B. Additional Requirements for Partnership


1. License of custom brokers for custom brokerage. 2. Partnership with foreign partners: a. Foreign Investment Agent Application Form b. Proof of Inward Remittance of non-resident alien partner or affidavit manifesting intention not to register investment with the Banko Sentral ng Pilipinas. c. If the document is signed outside the Philippines, the same must be duly authenticated by the Philippine Consular Office in the place where it is executed.

Steps in Registration:
1. Secure name verification slip from the Records Division. 2. Proceed to Cashier for payment of filing fee. 3. Submit documents to the Receiving Unit of Records Section. 4. The documents are then forwarded to the Company Registration and Monitoring Department (CRMD) and assigned to the processors. 5. The documents are sent to typing pool for certificate of registration and returned to processing lawyer and Assistant Director for initials. 6. The papers are then forwarded to the Director for signature of the certificate of registration of partnership, 7. The certificate of registration are then forwarded to the Releasing Unit, records division (Ground Floor) and may be claimed upon presentation of the receipt of filing fee.
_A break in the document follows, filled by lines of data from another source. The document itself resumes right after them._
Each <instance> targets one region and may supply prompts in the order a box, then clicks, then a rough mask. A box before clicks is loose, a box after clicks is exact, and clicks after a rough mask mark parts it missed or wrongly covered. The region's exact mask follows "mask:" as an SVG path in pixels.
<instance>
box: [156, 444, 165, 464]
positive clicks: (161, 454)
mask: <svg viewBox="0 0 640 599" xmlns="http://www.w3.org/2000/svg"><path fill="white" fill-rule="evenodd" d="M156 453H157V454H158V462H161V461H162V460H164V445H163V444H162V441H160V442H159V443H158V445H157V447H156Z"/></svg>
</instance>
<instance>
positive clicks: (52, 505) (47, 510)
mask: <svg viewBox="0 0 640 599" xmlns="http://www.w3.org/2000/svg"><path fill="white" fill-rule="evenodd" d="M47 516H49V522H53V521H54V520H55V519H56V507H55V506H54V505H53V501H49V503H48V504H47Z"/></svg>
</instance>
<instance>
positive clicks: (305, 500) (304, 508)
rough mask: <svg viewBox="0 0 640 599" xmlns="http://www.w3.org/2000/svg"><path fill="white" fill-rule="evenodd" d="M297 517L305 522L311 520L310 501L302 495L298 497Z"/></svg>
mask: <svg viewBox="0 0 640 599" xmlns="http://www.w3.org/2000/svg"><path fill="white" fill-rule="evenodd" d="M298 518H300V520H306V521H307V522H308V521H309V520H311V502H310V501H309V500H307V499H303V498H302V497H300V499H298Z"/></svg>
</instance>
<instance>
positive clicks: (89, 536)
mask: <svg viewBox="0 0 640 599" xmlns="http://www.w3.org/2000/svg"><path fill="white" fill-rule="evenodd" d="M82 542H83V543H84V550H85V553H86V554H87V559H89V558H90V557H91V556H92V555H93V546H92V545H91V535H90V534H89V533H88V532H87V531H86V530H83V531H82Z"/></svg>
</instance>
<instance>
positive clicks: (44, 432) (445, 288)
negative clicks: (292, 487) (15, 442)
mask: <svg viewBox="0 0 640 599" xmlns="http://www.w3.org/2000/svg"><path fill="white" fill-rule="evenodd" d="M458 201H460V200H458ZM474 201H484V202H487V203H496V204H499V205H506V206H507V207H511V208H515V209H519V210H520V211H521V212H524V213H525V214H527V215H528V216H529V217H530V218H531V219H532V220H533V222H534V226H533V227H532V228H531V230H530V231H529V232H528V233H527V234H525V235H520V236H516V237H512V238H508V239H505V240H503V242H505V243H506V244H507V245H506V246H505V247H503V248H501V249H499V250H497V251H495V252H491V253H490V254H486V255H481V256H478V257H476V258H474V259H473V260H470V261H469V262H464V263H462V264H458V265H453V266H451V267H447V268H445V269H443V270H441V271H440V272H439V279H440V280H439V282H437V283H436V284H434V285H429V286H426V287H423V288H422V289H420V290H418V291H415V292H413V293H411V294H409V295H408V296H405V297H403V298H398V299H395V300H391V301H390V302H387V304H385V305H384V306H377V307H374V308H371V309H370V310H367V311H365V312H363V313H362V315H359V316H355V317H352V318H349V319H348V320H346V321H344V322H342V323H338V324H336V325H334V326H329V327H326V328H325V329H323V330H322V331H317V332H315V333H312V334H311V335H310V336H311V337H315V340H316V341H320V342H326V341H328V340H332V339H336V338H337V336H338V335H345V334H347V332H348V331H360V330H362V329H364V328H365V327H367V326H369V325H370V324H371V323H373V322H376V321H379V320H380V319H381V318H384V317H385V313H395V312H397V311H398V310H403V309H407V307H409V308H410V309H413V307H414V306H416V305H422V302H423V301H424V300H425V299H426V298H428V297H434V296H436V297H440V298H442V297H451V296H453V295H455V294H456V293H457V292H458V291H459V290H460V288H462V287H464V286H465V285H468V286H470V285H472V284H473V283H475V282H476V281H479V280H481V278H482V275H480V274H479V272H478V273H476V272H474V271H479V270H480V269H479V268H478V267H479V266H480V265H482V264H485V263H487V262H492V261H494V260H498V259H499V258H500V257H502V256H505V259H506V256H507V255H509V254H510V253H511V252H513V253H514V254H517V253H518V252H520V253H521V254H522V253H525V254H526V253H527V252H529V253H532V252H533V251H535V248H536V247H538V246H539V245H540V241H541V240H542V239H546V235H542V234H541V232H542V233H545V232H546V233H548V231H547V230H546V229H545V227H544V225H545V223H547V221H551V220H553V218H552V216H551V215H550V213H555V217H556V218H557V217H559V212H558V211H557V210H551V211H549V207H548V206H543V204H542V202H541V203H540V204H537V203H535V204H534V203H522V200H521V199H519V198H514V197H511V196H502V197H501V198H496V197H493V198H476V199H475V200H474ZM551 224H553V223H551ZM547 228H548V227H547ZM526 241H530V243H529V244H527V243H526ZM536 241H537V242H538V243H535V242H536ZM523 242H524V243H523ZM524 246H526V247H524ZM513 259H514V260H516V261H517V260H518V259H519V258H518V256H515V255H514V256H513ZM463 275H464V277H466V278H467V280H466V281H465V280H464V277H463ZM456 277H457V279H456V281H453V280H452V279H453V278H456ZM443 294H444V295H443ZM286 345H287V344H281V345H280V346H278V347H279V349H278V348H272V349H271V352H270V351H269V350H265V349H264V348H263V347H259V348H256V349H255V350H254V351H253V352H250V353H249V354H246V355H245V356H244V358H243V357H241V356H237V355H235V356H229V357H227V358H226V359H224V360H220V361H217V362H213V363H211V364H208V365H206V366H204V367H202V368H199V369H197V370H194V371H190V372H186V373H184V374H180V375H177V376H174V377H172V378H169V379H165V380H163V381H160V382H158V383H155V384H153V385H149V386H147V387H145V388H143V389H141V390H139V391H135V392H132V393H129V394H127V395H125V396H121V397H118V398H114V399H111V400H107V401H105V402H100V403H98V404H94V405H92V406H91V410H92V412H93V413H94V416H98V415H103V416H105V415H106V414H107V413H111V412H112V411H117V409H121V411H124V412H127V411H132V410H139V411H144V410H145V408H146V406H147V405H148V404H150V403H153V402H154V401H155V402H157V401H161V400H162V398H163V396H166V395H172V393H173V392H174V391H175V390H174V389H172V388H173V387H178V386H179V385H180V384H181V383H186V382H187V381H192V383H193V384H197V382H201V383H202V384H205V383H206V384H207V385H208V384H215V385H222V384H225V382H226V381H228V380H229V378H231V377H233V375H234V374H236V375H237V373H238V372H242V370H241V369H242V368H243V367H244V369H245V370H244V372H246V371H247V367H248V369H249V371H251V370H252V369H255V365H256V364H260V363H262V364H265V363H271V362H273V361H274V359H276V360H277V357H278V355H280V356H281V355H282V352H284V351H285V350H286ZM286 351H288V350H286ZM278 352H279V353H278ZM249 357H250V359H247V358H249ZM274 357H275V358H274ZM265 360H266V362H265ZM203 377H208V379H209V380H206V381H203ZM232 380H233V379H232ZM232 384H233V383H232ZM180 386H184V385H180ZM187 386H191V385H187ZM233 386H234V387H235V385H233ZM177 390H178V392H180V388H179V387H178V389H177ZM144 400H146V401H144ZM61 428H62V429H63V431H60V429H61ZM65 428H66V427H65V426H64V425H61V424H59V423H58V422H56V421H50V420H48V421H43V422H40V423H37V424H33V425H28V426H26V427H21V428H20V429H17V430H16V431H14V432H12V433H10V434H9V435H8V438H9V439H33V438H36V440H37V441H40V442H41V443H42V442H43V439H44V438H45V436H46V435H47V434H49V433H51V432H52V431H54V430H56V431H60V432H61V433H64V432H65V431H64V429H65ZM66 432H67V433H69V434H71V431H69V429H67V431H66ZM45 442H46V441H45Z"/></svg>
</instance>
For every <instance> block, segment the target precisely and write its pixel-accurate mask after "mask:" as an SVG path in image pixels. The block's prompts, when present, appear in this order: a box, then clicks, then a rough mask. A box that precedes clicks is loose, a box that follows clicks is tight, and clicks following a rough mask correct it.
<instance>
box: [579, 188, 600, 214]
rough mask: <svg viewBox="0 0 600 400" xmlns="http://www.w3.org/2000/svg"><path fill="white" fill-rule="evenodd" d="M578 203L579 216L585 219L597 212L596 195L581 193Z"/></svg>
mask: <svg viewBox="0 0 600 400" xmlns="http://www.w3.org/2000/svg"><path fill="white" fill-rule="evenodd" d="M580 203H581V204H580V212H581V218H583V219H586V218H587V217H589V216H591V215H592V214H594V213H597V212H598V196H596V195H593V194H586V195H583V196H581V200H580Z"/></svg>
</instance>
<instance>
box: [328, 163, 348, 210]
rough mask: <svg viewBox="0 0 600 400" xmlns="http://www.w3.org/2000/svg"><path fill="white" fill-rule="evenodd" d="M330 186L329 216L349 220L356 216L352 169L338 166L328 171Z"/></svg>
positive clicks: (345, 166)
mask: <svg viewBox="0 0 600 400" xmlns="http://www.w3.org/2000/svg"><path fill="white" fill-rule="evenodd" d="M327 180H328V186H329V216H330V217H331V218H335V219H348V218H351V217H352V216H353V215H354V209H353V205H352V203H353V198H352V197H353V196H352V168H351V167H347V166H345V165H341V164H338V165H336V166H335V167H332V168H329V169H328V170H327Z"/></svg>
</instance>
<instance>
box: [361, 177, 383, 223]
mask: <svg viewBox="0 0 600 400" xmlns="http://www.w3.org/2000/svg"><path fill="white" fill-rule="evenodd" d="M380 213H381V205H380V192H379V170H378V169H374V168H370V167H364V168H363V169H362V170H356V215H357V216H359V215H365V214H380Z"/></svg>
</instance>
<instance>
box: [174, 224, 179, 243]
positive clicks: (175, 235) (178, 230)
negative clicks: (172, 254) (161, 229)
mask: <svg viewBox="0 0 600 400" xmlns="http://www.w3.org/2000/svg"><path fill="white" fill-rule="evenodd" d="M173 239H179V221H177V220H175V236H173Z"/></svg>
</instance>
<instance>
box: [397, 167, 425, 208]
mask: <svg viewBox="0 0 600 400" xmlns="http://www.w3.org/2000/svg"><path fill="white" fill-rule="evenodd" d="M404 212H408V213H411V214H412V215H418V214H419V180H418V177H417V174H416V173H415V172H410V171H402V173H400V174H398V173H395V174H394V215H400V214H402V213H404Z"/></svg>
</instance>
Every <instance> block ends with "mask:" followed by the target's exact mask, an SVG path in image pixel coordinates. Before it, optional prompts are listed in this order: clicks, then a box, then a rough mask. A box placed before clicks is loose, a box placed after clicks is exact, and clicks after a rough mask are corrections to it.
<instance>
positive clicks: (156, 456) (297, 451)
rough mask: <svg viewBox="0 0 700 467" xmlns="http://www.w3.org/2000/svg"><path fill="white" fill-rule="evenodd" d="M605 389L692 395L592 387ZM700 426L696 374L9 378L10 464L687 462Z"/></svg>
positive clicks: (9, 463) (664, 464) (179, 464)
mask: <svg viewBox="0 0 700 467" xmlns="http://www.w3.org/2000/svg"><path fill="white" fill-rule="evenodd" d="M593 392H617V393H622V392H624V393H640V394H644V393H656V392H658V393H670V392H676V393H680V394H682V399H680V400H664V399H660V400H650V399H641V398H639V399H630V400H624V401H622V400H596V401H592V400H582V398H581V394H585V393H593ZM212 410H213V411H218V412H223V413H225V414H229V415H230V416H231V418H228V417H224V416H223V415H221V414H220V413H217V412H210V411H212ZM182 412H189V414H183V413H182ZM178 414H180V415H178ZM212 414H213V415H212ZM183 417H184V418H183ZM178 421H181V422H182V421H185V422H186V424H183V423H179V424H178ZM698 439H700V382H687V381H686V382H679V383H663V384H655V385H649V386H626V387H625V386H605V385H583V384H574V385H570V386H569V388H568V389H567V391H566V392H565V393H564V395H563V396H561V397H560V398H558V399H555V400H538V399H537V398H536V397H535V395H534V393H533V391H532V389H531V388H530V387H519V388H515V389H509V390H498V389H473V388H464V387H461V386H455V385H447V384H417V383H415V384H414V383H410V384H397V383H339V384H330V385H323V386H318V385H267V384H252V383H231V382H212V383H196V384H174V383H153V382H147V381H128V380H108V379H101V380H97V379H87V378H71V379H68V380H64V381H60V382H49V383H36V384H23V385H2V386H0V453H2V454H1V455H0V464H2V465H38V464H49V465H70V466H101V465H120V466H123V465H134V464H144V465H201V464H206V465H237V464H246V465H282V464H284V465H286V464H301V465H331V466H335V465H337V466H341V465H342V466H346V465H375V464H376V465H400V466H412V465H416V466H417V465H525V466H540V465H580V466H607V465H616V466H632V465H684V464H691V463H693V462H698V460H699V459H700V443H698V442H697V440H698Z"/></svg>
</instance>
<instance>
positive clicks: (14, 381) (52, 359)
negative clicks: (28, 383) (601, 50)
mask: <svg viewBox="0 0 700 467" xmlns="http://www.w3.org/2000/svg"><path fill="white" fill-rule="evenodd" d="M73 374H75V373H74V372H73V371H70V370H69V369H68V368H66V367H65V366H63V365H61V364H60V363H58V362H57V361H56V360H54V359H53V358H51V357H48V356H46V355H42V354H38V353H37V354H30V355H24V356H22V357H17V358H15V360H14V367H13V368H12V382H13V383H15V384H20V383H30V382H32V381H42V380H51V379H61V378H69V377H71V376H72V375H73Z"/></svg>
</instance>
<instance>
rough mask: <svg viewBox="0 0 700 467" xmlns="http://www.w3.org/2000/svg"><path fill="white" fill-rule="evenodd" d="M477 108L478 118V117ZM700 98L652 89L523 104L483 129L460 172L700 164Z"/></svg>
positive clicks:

How to register a PARTNERSHIP with the SEC


The manner of registering a partnership is similar to that of a corporation: 1. Verify and reserve the proposed partnership name. You could do this the hard way, at the SEC Verification Unit, located at the SEC Building, EDSA, Greenhills, Mandaluyong City (right across the Philippine Overseas Employment Administration [POEA] and the EDSA Shrine). If you want to make your life a bit easier, you could do the verification and registration online, through the SEC-iRegister, a 24-7 portal. After paying the reservation fee, you will get a Name Verification Slip, which is submitted together with the other requirements. 2. Prepare the Articles of Partnership. This is equivalent to the Articles of Incorporation, whicih is one of the required documents for corporations.

3. Prepare the: (i) Written Undertaking to Change Partnership Name by any Partner; and (ii) Registration Data Sheet. There are additional requirements for certain partnerships, like customs brokerages, which are required to submit the customs broker licenses and professional tax receipts (PTR) of at least two partners. 4. File the complete documents with the SEC, upon payment of the requisite filing fees.